Le bois tronçonné de Guillaume Belin de Chantemele
Au salon Animal Art Bruxelles où il a reçu la médaille d’or de 2026, j’ai découvert le travail de sculpteur de Guillaume Belin de Chantemele : des animaux en bois sculptés à la tronçonneuse.
Tilleuls, cyprès, charmes, ifs : tels sont les arbres que travaillent Guillaume Belin de Chantemele à la tronçonneuse. En aucun cas ce n’est avec lui le film « massacre à la tronçonneuse » ! Belin est un doux, un passionné, un artiste qui a récemment en 2023 découvert sa passion et son art. D’ailleurs il n’utilise que des arbres tombés à terre, morts et ne débite pas un arbre pour le seul plaisir de réaliser ses sculptures. Cet homme est bien trop amoureux de Dame Nature, de sa faune et de sa flore pour la massacrer ; alors que des billes de bois récupérés par ci par là font parfaitement l’affaire.
Un étonnant parcours
Rien ne prédestinait Guillaume Belin de Chantemele à cette évolution professionnelle, si ce n’est ce coup de foudre pour la matière bois qui est pour lui source de sensations tant par son odeur, sa composition, le bruit engendré par l’outil tronçonneuse.
Attiré par le dessin depuis l’enfance Guillaume Belin de Chantelemele devient graphiste dans l’univers des cosmétiques et élabore les packagings de crèmes et soins. 25 ans d’expériences donc dans la communication marketing avant de se reconnecter dans le Sud de la France, à Saint-Georges d’Orques, à la nature sauvage, celle des forêts et des animaux sauvages.
Des sources fortes d’inspiration
Guillaume Belin de Chantemele a toujours été fasciné par les grands espaces, les balades matinales en forêt où les animaux peuvent encore être observés. Une visite, celle des grottes Chauvet et de ses peintures rupestres ; une rencontre avec Jean Jacques Annaud lors du tournage du film L’ours. Pour cet artiste, l’émotion fut très grande tout comme elle l’est aujourd’hui quand il observe un faucon pèlerin en plein vol, un cervidé sautant un bosquet. Se souvenant de l’ambiance, du mouvement, de la lumière, des couleurs d’un pelage, d’un plumage ; il aime à les faire revivre, ultérieurement et à nouveau, par son travail.

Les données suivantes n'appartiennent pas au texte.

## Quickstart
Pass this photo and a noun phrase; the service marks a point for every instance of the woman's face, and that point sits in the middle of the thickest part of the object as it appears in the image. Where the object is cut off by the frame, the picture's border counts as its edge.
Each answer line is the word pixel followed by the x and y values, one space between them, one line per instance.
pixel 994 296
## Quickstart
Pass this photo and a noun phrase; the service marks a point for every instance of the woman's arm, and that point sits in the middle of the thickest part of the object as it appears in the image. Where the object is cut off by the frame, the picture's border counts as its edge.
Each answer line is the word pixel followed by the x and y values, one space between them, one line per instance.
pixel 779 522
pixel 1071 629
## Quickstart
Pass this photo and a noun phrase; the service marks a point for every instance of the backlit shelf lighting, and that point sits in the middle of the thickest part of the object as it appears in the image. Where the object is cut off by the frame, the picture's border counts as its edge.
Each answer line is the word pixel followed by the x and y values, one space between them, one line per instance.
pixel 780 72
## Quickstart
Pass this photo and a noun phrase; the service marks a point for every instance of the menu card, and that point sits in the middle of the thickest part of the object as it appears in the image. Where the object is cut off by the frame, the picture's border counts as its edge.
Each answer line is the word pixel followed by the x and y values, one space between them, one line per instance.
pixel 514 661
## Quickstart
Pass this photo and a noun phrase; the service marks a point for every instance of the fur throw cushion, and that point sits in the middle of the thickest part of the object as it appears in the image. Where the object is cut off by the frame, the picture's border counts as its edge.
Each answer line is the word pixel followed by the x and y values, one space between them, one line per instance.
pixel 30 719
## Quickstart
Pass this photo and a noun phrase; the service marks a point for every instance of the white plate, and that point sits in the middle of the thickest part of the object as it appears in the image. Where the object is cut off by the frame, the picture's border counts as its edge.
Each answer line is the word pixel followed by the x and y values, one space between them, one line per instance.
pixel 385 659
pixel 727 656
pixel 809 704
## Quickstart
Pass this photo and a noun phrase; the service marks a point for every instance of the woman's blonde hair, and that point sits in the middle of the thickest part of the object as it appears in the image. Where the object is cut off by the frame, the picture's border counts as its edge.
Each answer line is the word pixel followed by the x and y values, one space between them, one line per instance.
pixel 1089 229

La technique qu’il utilise
Guillaume Belin de Chantemele prend un bloc de bois brut et le taille à la tronçonneuse, outil qui va ébaucher puis dessiner petit à petit l’œuvre. La forme initiale du morceau de bois peut à elle seule être déjà un début de dessin de l’animal. La tronçonneuse ne peut évidemment aller dans la finesse : sans excès de détail il cherche à demeurer néanmoins le plus réaliste possible. Pour creuser les yeux par exemple, il termine l’œuvre à l’aide de gouges et les rend vivantes par des pigments naturels du Vaucluse.
A la fois brut et poétique, le travail artisanal de Belin de Chantemele interpelle l’homme : sait-il encore voir la nature, avant même de l’admirer ? Saura t’il la préserver dans le futur?